Le ministre indien des Affaires étrangères, S. Jaishankar, a exprimé ces inquiétudes lors d’un événement au Luxembourg. « Nous sommes préoccupés par l’évolution de la situation, mais nous invitons vivement toutes les parties concernées à s’asseoir et à adopter une position qui soit dans l’intérêt du bien-être et de la sécurité du peuple vénézuélien », a-t-il déclaré. Il a souligné que la priorité de l’Inde est de voir le Venezuela et sa population sortir de cette crise.
Nicolas Maduro et son épouse, Cilia Flores, ont été appréhendés le 3 janvier dernier à Caracas par une unité d’élite américaine, la Force Delta, et transférés aux États-Unis. Ils ont comparu hier devant un tribunal de Manhattan, où Maduro a plaidé non coupable des accusations fédérales de trafic de drogue. S’affirmant toujours « président de mon pays », il a déclaré en espagnol qu’il était « innocent, non coupable et un homme honnête ». Une prochaine audience est prévue le 17 mars.

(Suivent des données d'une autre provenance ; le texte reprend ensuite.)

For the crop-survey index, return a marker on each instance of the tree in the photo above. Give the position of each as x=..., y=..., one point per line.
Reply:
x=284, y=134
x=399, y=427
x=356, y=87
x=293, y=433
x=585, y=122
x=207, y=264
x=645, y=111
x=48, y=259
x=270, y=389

L’arrestation de Maduro fait suite à des accusations répétées de Donald Trump, qui l’accusait de diriger des cartels de drogue et de pratiquer le narcoterrorisme. Trump avait exercé une pression croissante sur Maduro pour qu’il quitte le pouvoir. Selon des informations rapportées, les États-Unis pourraient recevoir 50 millions de barils de pétrole vénézuélien au prix du marché.
À ce stade, la vice-présidente du Venezuela, Delcy Rodriguez, a assumé la présidence par intérim pour assurer la continuité du pouvoir au sein du pays.